At Tate's camp, set up in posh suburban comfort 10 miles outside Johannesburg, politics were for the moment set aside: Tate's fight was only with Coetzee. He had arrived in South Africa 12 weeks before the bout, weighing 255 pounds. His advisers had brought him in early from Knoxville, Tenn. to avoid anticipated anti- South African demonstrations in the U.S. ( Larry Holmes, the WBC heavyweight champion, called him a "robot" for fighting in Pretoria.)
Once in the country, Ace Miller, Tate's manager, asked for films of Coetzee's fights for study. They were promised but never delivered. Finally, after days of protest and angry words, a single film was found.
"It was a highlight film," Miller fumed. "All it showed was Coetzee knocking people down. They didn't give us crap. They pull all kinds of stuff. They want this fight so bad they can taste it."
Soon things began to go sour in the U.S. camp. Tate peaked much too soon. On Sept. 5 he went 12 rounds, stopping all three sparring partners. "God, he's awesome," said Miller to trainer Donny Marshall. "But we've screwed up. He's ready to fight now."
They shifted gears and reduced Tate's training regimen, which in part explained the fact that at 240 he weighed 7 pounds more than he did for Knoetze. Two weeks later Tate came out of a sparring session with an injured left wrist. "It's those damn Joe Louis films," Marshall said. "I knew this would happen."
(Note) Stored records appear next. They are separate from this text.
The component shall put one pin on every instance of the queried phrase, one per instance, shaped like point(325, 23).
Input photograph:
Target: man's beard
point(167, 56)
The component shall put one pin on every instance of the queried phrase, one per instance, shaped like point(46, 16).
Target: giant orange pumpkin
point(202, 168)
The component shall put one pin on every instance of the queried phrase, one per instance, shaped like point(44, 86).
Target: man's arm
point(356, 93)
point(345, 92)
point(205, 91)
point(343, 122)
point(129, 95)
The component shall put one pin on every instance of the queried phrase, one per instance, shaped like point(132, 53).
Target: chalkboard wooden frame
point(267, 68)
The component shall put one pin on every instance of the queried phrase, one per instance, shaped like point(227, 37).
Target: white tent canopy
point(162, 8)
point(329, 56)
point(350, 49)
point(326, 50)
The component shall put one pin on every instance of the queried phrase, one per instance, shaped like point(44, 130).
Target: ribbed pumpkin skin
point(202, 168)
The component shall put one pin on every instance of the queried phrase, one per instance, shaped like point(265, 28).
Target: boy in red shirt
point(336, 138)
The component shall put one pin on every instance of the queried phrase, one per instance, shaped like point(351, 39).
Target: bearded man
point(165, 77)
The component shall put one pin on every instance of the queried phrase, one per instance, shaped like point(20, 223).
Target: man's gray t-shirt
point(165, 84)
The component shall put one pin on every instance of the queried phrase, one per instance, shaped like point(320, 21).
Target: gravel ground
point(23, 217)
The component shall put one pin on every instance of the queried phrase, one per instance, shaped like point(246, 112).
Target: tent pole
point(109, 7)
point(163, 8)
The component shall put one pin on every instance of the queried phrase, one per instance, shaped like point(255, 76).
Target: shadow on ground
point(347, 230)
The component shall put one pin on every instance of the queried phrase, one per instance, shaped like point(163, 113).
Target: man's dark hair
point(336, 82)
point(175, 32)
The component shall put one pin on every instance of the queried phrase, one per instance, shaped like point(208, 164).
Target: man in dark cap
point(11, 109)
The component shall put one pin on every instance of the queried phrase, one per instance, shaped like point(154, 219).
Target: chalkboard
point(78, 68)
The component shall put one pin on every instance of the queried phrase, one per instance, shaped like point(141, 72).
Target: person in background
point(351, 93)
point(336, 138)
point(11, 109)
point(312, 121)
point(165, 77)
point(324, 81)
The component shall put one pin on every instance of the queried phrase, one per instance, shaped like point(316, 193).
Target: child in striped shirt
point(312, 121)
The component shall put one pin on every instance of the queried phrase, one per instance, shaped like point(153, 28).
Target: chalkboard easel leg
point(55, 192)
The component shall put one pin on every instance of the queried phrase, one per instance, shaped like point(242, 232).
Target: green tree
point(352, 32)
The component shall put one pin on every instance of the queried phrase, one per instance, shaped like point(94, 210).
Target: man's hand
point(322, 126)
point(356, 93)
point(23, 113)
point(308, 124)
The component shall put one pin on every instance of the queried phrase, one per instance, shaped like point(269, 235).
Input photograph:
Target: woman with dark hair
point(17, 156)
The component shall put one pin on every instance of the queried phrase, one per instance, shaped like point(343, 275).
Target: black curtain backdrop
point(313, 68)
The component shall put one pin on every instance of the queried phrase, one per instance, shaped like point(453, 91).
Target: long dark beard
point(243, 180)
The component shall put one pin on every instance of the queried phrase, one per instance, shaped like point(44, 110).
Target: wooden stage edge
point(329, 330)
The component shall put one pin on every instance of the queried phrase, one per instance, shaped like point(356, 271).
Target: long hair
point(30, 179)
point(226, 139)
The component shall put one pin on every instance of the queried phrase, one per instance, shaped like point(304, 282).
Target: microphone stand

If Tate has a hero, it is Louis. Seldom does a day pass that he doesn't study at least one reel of one of the old champ's fights. Louis had a habit of posing for photographs as though throwing a left hook with a bent wrist, though he never threw it that way in the ring. A year ago Tate, in mistaken emulation of Louis, got into the habit of bending the wrist when he hooked, which puts an unnatural strain on the hand. Marshall even designed a brace to keep the wrist locked in training sessions. Tate refused to wear it. Finally, the wrist gave way. "I was scared to death," Miller said. "We had it X-rayed right away. But it was just a bad strain. We weren't going to let him fight injured." Treatment and rest took care of the tendinitis. Two days before the fight Dr. Robert Whittle, Tate's personal physician, pronounced the wrist as sound as ever.
Unworried, Tate had passed the days with his crew from Knoxville shooting pool, watching taped cowboy movies on a TV set, lolling in the sun and listening to Richard Pryor tapes or Con Hunley country and western recordings.
"He's so damn relaxed," said Whitey Webb, one of Tate's entourage. "We're all scared to death he might fall asleep at the fight while old Con's singing the national anthem."
While Tate was relaxing, Arum, who co-promoted the fight with Southern Sun hotels, was busy scheduling 10 title bouts over the next 18 months for South Africa. The country is a boxing promoter's gold mine.